[comp.mail.sendmail] load balancing

emv@a.cc.umich.edu (Ed Vielmetti) (02/10/89)

There's a very slow x.29 connection connecting the vax with the IBM 3090,
and a lot of mail traffic through that line.  This short-term solution has
been in place for 2 1/2 years; until the mainframe folks get the tcp/ip
boxes running & working we're stuck with this.

Originally umix did everything: name service, uucp gatewaying, netnews,
and mail.  After a disaster where mail from one dean to another dean
got delayed too long & someone missed a meeting, some attention was
paid to the situation & we got some more equipment.  There are now
three Suns in the mail ranch: a (sharkey), b (shadooby), and c (mailrus).
We're colonizing a fourth (d, or eliminator, formerly emptys).  I'd like
to describe how things are spread around.

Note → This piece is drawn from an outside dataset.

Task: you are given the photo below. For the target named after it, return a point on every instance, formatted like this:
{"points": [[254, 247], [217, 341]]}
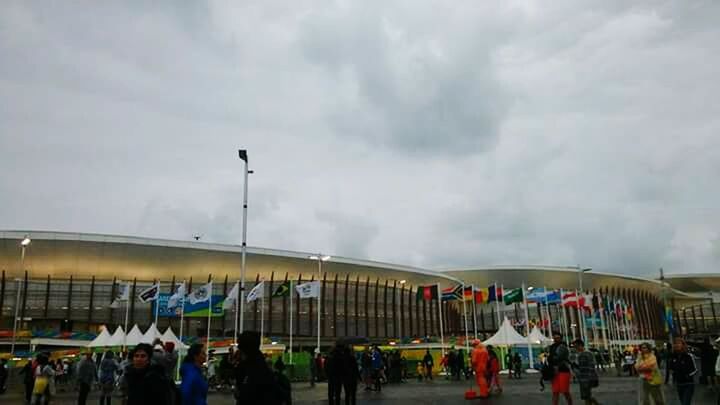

The big source of congestion on umix happened when parts of the internet
were down.  Failed mail to internet sites sat in the umix queues competing
for space with the queueing necessary to get mail into um and ub.  To
cope with this, the sendmail.cf on umix was modified to punt mail destined
for off-campus (*.com,*.edu,!umich.edu,*.arpa,*.gov etc) to mailgw.cc.umich.edu,
which has an A record for 'a' and MX records for 'a' and 'c'.  Thus downtime
on the internet wouldn't translate into big queues & wasted CPU time on umix.

The system was also quite susceptable to extremely heavy loads immediately
after booting.  Imagine the scenario -- go down for an hour, come back up,
and 60 different systems are all trying to connect to you in the first
5 minutes you're back up.  The solution to this was relatively straightforward:
add MX records to the relay systems so that downtime or heavy loading
would cause mail to back up on-campus (on 'c') rather than off-campus,
and so that if it was necessary to meter the flow of mail inbound 
you could collect most of it nearby.  This shows up deficiencies in some
mailers -- notable the IBM VM mailers that don't support MX records,
so there's still a blast of BITNET relay mail every time the system
goes up and down.

All of the name service has been moved from umix to the other machines
in the ranch, almost all of the uucp connections are gone from umix,
and netnews is split between mailrus and sharkey. 

As proof of the usefulness of dividing up 'inbound' and 'outbound' relay
functions on a gateway, the day that we turned this on the queues on 
umix were pushing 1000; after draining off all of the remote mail the
queue on umix went down to 50 and the queue on 'a' was at 50 undeliverable
because of problems off-campus.

--
Edward Vielmetti, U of Michigan Computing Center mail group
Home of MTV - Mail Television